Light response characteristics of a morphologically diverse group of southern hemisphere conifers as measured by chlorophyll fluorescence

Abstract

Unlike northern hemisphere conifer families, the southern family, Podocarpaceae, produces a great variety of foliage forms ranging from functionally broad-, to needle-leaved. The production of broad photosynthetic surfaces in podocarps has been linked qualitatively to low-light-environments, and we undertook to assess the validity of this assumption by measuring the light response of a morphologically diverse group of podocarps. The light response, as apparent photochemical electron transport rate (ETR), was measured by modulated fluorescence in ten species of this family and six associated species (including five Cupressaceae and one functionally needle-leaved angiosperm) all grown under identical glasshouse conditions. In all species, ETR was found to increase as light intensity increased, reaching a peak value (ETRmax) at saturating quantum flux (PPFDsat), and decreasing thereafter. ETRmax ranged from 217 μmol electrons · m−2 · s−1 at a PPFDsat of 1725 μmol photons · m−2 · s−1 in Actinostrobus acuminatus to an ETR of 60 μmol electrons · m−2 · s−1 at a PPFDsat of 745 μmol electrons · m−2 · s−1 in Podocarpus dispermis. Good correlations were observed between ETRmax and both PPFDsat and maximum assimilation rate measured by gas-exchange analysis.
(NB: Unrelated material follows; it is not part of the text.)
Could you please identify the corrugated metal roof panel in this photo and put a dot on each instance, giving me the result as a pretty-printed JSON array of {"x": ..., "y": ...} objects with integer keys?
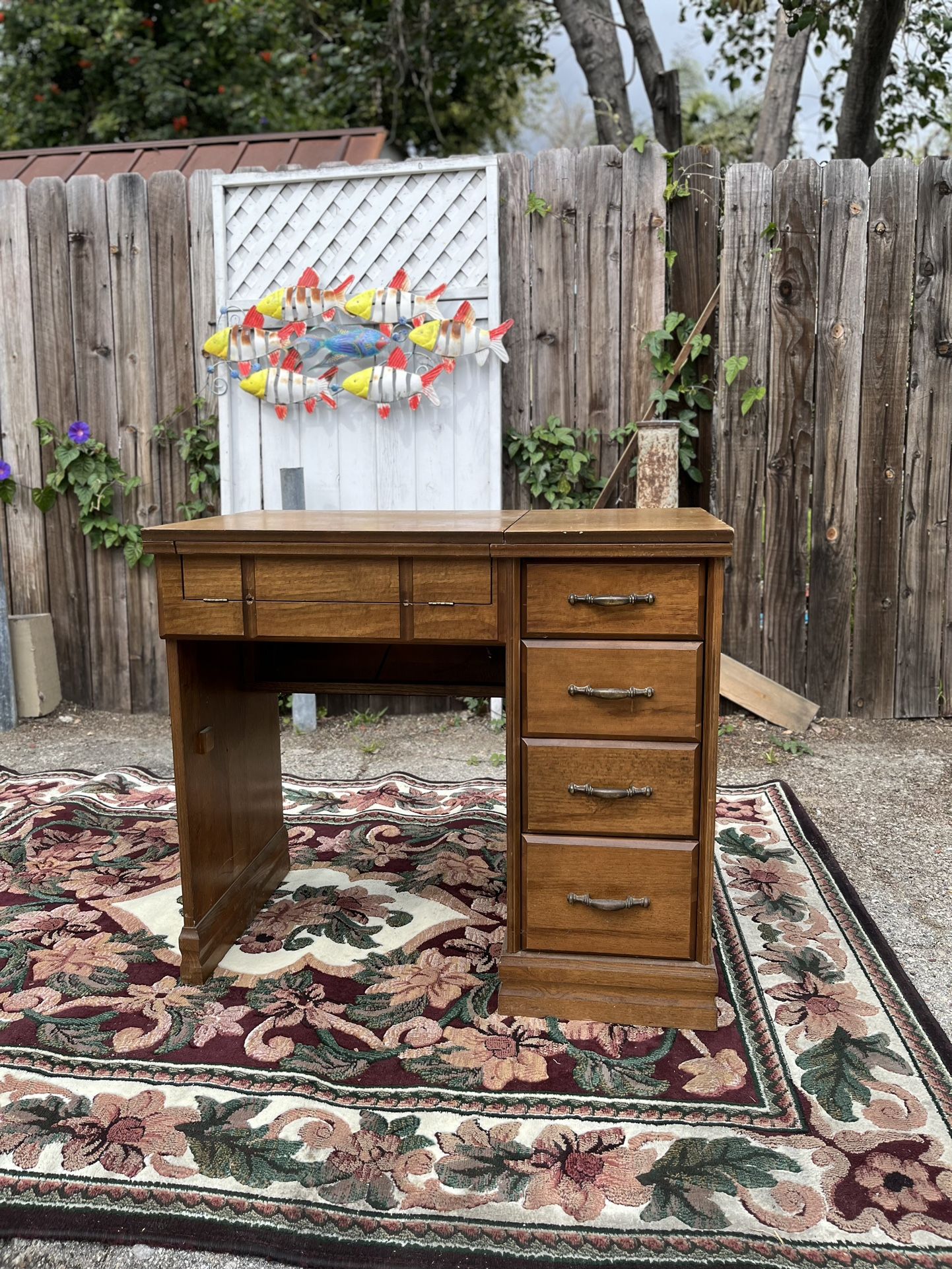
[{"x": 259, "y": 150}]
The effective quantum yield at light saturation remained constant in all species with an average value of 0.278 ± 0.0035 determined for all 16 species. Differences in the shapes of light response curves were related to differences in the response of non-photochemical quenching (q n), with q n saturating faster in species with low PPFDsat. Amongst the species of Podocarpaceae, the log of average shoot width was well correlated with PPFDsat, wider leaves saturating at lower light intensities. This suggests that broadly flattened shoots in the Podocarpaceae are an adaptation to low light intensity.